Several strategies can be employed to overcome this occurrence when citing authors in academic papers:
Employ more pronouns
In a recent paper, the author cited a paper before proceeding to reference it repeatedly and unnecessarily in subsequent sentences. The following example models this excessive usage.
Example 1: Jones et al. (2004) are comprehensive in their citation of authors in their article. Jones at al. (2004) also discuss the necessity of ensuring that every citation is unequivocally linked back to the original owners of said ideas. Jones et al. (2004) go on to explore the dangers of plagiarism, and how the apprehension of being accused of infringing the strict guidelines surrounding the recognition of the original sources of information ensures that academic writers closely adhere to their referencing systems.
Now while it is beyond doubt that ideas, findings, assertions, etc., must be credited to their original authors, there can be a danger of overstating the citations to the detriment of the writing’s flow. In Example 1 above, the issues being discussed clearly originated from Jones and his/her colleagues in 2004, so it is more effective to employ pronouns to enhance the flow of the text and avoid citing authors repeatedly, as presented in Example 2 below.

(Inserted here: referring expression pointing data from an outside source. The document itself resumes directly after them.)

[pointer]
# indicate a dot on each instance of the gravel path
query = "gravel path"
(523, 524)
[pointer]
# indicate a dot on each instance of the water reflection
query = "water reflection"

Example 2: Jones et al. (2004) are comprehensive in their citation of authors in their article. They also discuss the necessity of ensuring that every citation is unequivocally linked back to the original owners of said ideas. Furthermore, they go on to explore the dangers of plagiarism, …
In the second example, restating of the original authors has been avoided through the use of pronouns and linking structures to guide the reader through the discussion, while at no time creating any doubt as to the original authors. Clearly this approach is much more effective and enjoyable for the reader. The question then arises as to when the authors’ names and dates of publication should be restated when citing authors. This can be clarified as follows.
Occasionally restate the author(s) name(s) when:
- the discussion is of some length, as although no other authors’ concepts, findings, etc., have been introduced since the initial citation, occasional restating will help to remind the reader of the origins of the content under discussion (see example below).
Jones et al. (2004) are comprehensive in their citation of authors in their article. They also discuss the necessity of ensuring that every citation is unequivocally linked back to the original owners of said ideas. Furthermore, they go on to discuss the perils of plagiarism, and the apprehension it can invoke in authors. Interestingly, Jones et al. explore several case studies on the idiosyncrasies of differing referencing systems.
It is clear from the above example that the origin of the content under discussion is both from Jones et al., and features in their 2009 publication.
Always restate the authors’ names and dates of publication when:
- additional authors are introduced into the text, so there can be no doubt of their contribution to the discussion (see example below).
As Kenworthy (1987) highlights, the greater the contrast between the phonology of the L1 and English, the more challenges are presented for the student to overcome. Nevertheless, in Jones’s (1997) investigation into pronunciation materials and second language acquisition he cautions that there is …
- a new paper by the same author(s) is presented, and so needs to be disassociated from the earlier paper discussed through restating the author’s name, and particularly the date of publication (see example below).
Kenworthy (2011) discusses the development of pronunciation methodology through the latter half of the 20th century in her recent investigation into ESOL speakers in the North of England. This is a deviation from her earlier study (Kenworthy, 2000), where she pays less importance to the emergence of methodologies …
Conclusions for citing authors in academic papers
It can be seen that the careful citing of authors will inform the reader of the original sources of the matter under discussion, while avoiding including surplus instances of citations that only detract from the continuity of the text by burdening the reader with unnecessary information. To summarise, always ensure that the origins of ideas and discussions are clear to your readers, but do not needlessly overload them by restating your sources.
* Note that the discussions and sources used in the above examples are purely to demonstrate good citation practice, and do not necessarily reflect the thoughts of the authors cited.